[Intel-xe] [PATCH 1/3] drm/suballoc: Introduce a generic suballocation manager

Wed Feb 22 11:39:15 UTC 2023

Hi Thomas,

Am 22.02.23 um 12:00 schrieb Thomas Hellström:
> Hi, Christian,
>
> So I resurrected Maarten's previous patch series around this (the 
> amdgpu suballocator) slightly modified the code to match the API of 
> this patch series, re-introduced the per-allocation alignment as per a 
> previous review comment from you on that series, and made 
> checkpatch.pl pass mostly, except for pre-existing style problems, and 
> added / fixed some comments. No memory corruption seen so far on 
> limited Xe testing.
>
> To move this forward I suggest starting with that as a common drm 
> suballocator. I'll post the series later today. We can follow up with 
> potential simplifactions lif needed.
>
> I also made a kunit test also reporting some timing information. Will 
> post that as a follow up. Some interesting preliminary conclusions:
>
> * drm_mm is per se not a cpu hog, If the rb tree processing is 
> disabled and the EVICT algorithm is changed from MRU to ring-like LRU 
> traversal, it's more or less just as fast as the ring suballocator.
>
> * With a single ring, and the suballocation buffer never completely 
> filled (no sleeps) the amd suballocator is a bit faster per allocation 
> / free. (Around 250 ns instead of 350). Allocation is slightly slower 
> on the amdgpu one, freeing is faster, mostly due to the locking 
> overhead incurred when setting up the fence callbacks, and for 
> avoiding irq-disabled processing on the one I proposed.
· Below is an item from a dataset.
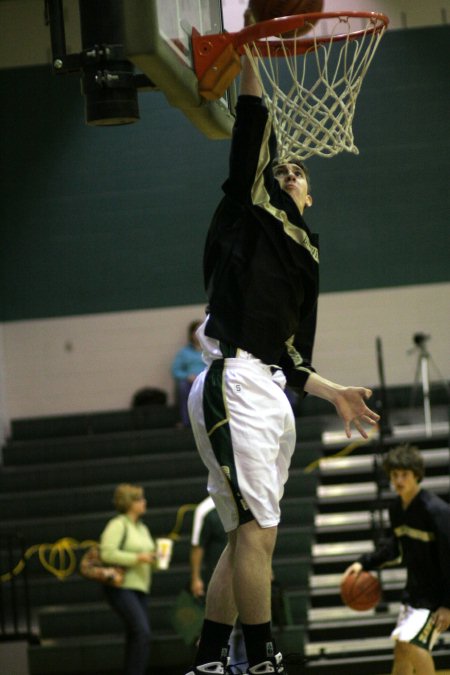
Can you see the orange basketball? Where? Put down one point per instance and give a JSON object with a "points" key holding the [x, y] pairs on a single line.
{"points": [[263, 10], [360, 591]]}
For some more realistic numbers try to signal the fence from another 
CPU. Alternative you can invalidate all the CPU read cache lines touched 
by the fence callback so that they need to be read in again from the 
allocating CPU.

>
> * With multiple rings and varying allocation sizes and signalling 
> times creating fragmentation, the picture becomes different as the 
> amdgpu allocator starts to sleep/throttle already round 50% - 75% 
> fill. The one I proposed between 75% to 90% fill, and once that 
> happens, the CPU cost of putting to sleep and waking up should really 
> shadow the above numbers.
>
> So it's really a tradeoff. Where IMO also code size and 
> maintainability should play a role.
>
> Also I looked at the history of the amdgpu allocator originating back 
> to Radeon 2012-ish, but couldn't find any commits mentioning fence 
> callbacks nor problem with those. Could you point me to that discussion?
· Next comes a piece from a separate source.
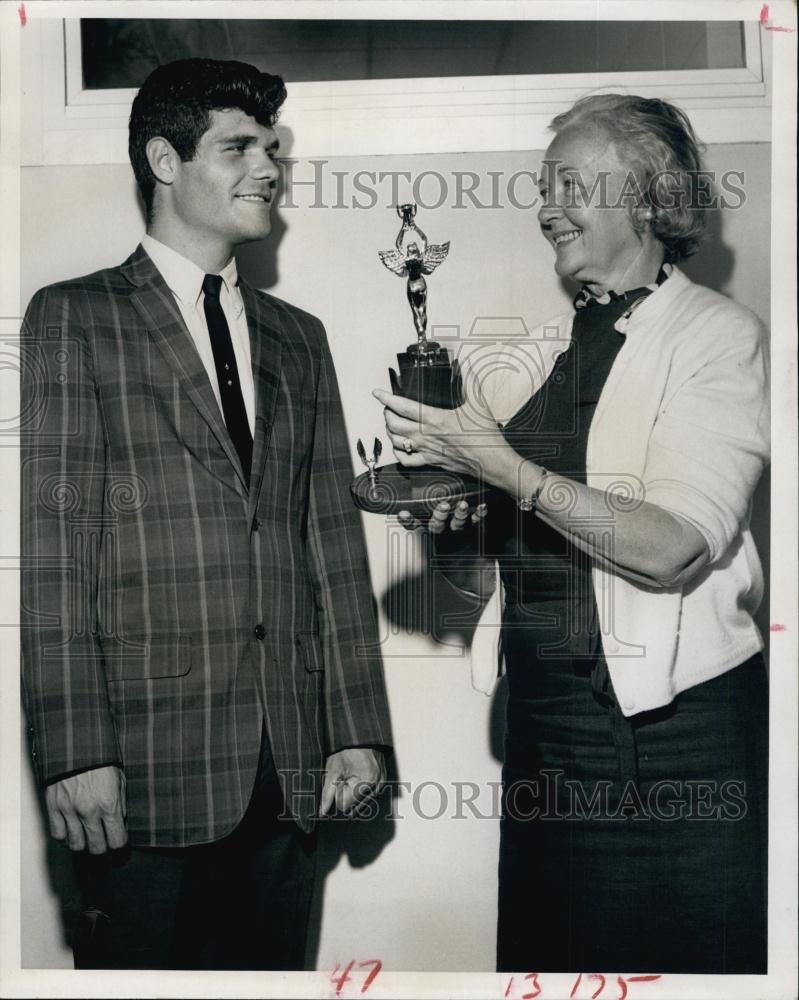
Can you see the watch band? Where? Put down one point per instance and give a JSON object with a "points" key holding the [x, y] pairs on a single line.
{"points": [[528, 504]]}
Uff that was ~10 years ago. I don't think I can find that again.

Regards,
Christian.

>
> Thanks,
>
> Thomas
>
>
>
> On 2/17/23 14:51, Thomas Hellström wrote:
>>
>> On 2/17/23 14:18, Christian König wrote:
>>> Am 17.02.23 um 14:10 schrieb Thomas Hellström:
>>>> [SNIP]
>>>>>>>>
>>>>>>>> Any chance you could do a quick performance comparison? If not, 
>>>>>>>> anything against merging this without the amd / radeon changes 
>>>>>>>> until we can land a simpler allocator?
>>>>>>>
>>>>>>> Only if you can stick the allocator inside Xe and not drm, cause 
>>>>>>> this seems to be for a different use case than the allocators 
>>>>>>> inside radeon/amdgpu.
>>>>>>
>>>>>> Hmm. No It's allocating in a ring-like fashion as well. Let me 
>>>>>> put together a unit test for benchmaking. I think it would be a 
>>>>>> failure for the community to end up with three separate 
>>>>>> suballocators doing the exact same thing for the same problem, 
>>>>>> really.
>>>>>
>>>>> Well exactly that's the point. Those allocators aren't the same 
>>>>> because they handle different problems.
>>>>>
>>>>> The allocator in radeon is simpler because it only had to deal 
>>>>> with a limited number of fence timelines. The one in amdgpu is a 
>>>>> bit more complex because of the added complexity for more fence 
>>>>> timelines.
>>>>>
>>>>> We could take the one from amdgpu and use it for radeon and others 
>>>>> as well, but the allocator proposed here doesn't even remotely 
>>>>> matches the requirements.
>>>>
>>>> But again, what *are* those missing requirements exactly? What is 
>>>> the pathological case you see for the current code?
>>>
>>> Well very low CPU overhead and don't do anything in a callback.
>>
>> Well, dma_fence_wait_any() will IIRC register callbacks on all 
>> affected fences, although admittedly there is no actual allocator 
>> processing in them.
>>
>>>
>>>>
>>>> From what I can tell the amdgpu suballocator introduces excessive 
>>>> complexity to coalesce waits for fences from the same contexts, 
>>>> whereas the present code just frees from the fence callback if the 
>>>> fence wasn't already signaled.
>>>
>>> And this is exactly the design we had previously which we removed 
>>> after Dave stumbled over tons of problems with it.
>>
>> So is the worry that those problems have spilled over in this code 
>> then? It's been pretty extensively tested, or is it you should never 
>> really use dma-fence callbacks?
>>
>>>
>>>> The fence signalling code that fires that callback is typcally 
>>>> always run anyway on scheduler fences.
>>>>
>>>> The reason we had for not using the amdgpu suballocator as 
>>>> originally planned was that this complexity made it very hard for 
>>>> us to undertand it and to fix issues we had with it.
>>>
>>> Well what are those problems? The idea is actually not that hardware 
>>> to understand.
>>
>> We hit memory corruption, and we spent substantially more time trying 
>> to debug it than to put together this patch, while never really 
>> understanding what  happened, nor why you don't see that with amdgpu.
>>
>>>
>>> We could simplify it massively for the cost of only waiting for the 
>>> oldest fence if that helps.
>>
>> Let me grab the latest version from amdgpu and give it a try again, 
>> but yes I think that to make it common code we'll need it simpler 
>> (and my personal wish would be to separate the allocator 
>> functionality a bit more from the fence waiting, which I guess should 
>> be OK if the fence waiting is vastly simplified).
>>
>> /Thomas
>>
>>
>>>
>>>
>>> Regards,
>>> Christian.
>>>
>>>>
>>>> Regards,
>>>>
>>>> Thomas
>>>